David Cameron’s EU speech on January 23rd signalled a reversal of his position on a referendum: formerly, he had promised a referendum just to approve or reject the changes he hopes to make in Britain’s relationship with the EU. Now he promises the in-or-out referendum demanded by his Europhobic wing, and UKIP. At a stroke this brings the head-banging Europhobes into the British political mainstream. Clearly he aims to outflank UKIP, to appease his back-bench Europhobes and the Europhobic media, and to create an illusion of party unity. He also hopes to depict Labour as afraid to let the people decide on Britain’s future in the EU, making the 2015 election a choice between an EU referendum and no referendum. Britain’s national interests don’t come into it.
The speech is a fraud. Its logical implications contradict the reality. In his peroration, Cameron powerfully set out the case for Britain remaining in the EU. Cameron knows that to leave the EU would catastrophically damage British interests, whatever changes he manages to make in our terms of membership. He plans to emulate Harold Wilson’s tactics in 1975 when Wilson went through the motions of “renegotiating” the terms of Britain’s membership of the EEC. A referendum on the renegotiation then approved Britain’s continued membership by 2 to 1. But in 1975 Wilson could reasonably accurately predict the referendum result that he wanted; Cameron cannot possibly know now how a referendum in five years’ time would go. Everything would depend on how the EU evolves between now and then. Radical change is certain, not because of British sabre-rattling but because of the measures necessary to save the Euro, and the consequent need for a new relationship between those in the Eurozone and those outside it. There will be ample opportunities during the negotiation of these changes to propose reforms of any unsatisfactory aspects of the EU. It’s unnecessary for Cameron to make a drama of this prospect, which will arise without any need for British threats. If there’s any proposal to transfer powers from Britain to the EU, Britain will anyway have to hold a referendum on them under a UK law of 2011 accepted by all three main political parties.
The fraud is the pretence that Cameron favours Britain’s exit from the EU unless he secures various ill-defined concessions and that if he has not secured them by 2018, he will campaign for Britain to leave the EU – the clear implication of his EU speech, which he refuses to acknowledge. The gamble is the promise of an in-or-out referendum in five years’ time, whose result is completely unpredictable now and could well be disastrous for Britain. Any gain for Britain from the concessions that Cameron seeks cannot possibly be sufficiently significant to determine whether or not Britain stays in the EU. (The gamble also recklessly disregards its likely effects on the Scottish independence referendum next year, making a vote for Scottish secession more likely.)
Labour now has a potentially difficult task: to make the case against the repatriation of the powers which Cameron and the Europhobes want to retrieve from Europe, by demonstrating that subjects such as the environment and crime prevention are best handled at the European level, not by Britain opting out of EU collective action (changes in the European arrest warrant procedures may be desirable, but not its abolition or a UK opt-out), and that there is no justification for Cameron’s demand for an opt-out from the working hours directive and other EU regulations that protect the basic rights of employees throughout Europe: e.g. the regulations that prevent employers sacking their workers without explanation. This Tory ambition is exploitative and reactionary. Labour should support those in Europe who will resist any such opt-out for Britain on grounds of giving one member state an unfair competitive advantage over the rest, as well as on general grounds of workers’ basic rights.
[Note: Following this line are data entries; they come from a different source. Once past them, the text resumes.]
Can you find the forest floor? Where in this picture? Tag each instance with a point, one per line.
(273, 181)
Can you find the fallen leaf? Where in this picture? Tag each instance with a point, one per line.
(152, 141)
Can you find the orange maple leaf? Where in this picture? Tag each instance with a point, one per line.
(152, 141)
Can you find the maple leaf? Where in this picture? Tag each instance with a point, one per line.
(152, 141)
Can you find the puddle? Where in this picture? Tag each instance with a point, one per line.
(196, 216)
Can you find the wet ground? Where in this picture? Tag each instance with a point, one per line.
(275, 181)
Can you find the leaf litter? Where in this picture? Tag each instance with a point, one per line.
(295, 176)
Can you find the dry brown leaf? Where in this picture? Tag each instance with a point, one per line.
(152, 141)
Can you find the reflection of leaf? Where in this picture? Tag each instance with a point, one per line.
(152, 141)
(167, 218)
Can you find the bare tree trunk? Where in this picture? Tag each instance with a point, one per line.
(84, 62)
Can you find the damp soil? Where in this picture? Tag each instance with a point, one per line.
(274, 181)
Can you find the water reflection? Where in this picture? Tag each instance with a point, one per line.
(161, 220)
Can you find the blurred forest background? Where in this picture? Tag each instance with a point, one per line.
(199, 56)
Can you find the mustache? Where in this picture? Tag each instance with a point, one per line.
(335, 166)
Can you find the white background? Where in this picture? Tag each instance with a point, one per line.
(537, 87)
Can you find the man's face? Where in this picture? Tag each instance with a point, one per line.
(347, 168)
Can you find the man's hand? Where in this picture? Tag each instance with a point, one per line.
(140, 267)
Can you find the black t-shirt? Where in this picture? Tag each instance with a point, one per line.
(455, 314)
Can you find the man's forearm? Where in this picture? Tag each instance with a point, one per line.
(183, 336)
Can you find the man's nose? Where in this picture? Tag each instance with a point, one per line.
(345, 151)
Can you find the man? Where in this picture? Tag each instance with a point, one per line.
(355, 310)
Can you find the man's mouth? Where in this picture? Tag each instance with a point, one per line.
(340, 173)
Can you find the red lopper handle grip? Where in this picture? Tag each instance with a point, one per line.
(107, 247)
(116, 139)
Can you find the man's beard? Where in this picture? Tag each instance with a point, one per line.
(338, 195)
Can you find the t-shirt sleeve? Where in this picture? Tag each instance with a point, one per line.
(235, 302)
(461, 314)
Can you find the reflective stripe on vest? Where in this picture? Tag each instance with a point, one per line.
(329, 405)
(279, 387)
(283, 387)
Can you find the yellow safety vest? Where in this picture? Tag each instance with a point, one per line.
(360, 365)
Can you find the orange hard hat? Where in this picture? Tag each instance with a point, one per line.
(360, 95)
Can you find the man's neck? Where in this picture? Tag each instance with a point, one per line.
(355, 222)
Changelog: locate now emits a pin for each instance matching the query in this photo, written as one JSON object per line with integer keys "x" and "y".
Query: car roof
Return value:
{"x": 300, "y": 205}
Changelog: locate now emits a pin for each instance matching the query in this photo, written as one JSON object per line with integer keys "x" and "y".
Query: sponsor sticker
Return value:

Labour now needs to sustain its opposition to an in-or-out referendum five years hence or at any other time. To predict that in five years’ time changes will have occurred in the EU so significant as to require a referendum is absurd. The decision on a referendum can only sensibly be taken in the light of circumstances at the time. Meanwhile, the legal requirement for a referendum whenever it’s proposed to transfer further powers from Britain to Europe is more than enough to allay Europhobic terrors. Labour can perfectly well stick on this position, while exposing Cameron’s reckless promise as motivated purely by party political considerations and not by any regard for the national interest.
It’s widely forgotten that in December 2011 Mr Cameron returned from a Brussels summit boasting that he had bravely defended British interests by vetoing an EU treaty, not because he objected to it but because his EU partners had refused to satisfy his conditions for not vetoing it. Actually he had not vetoed a treaty at all: no treaty existed. He had merely tried to prevent our EU partners from using EU resources to negotiate a treaty to impose greater discipline on the Eurozone. The sole result of this attempted blackmail was virtually to exclude Britain from any say in the negotiations on the new treaty. (The shameful tale is more fully told in a blog post here.) If that episode accurately reflects Mr Cameron’s negotiating skills and his willingness subsequently to misrepresent what he has done, Labour should have no great difficulty in exposing the fraud, recklessness and ineptitude of the new Tory strategy for Europe, and the reactionary character of its real aims.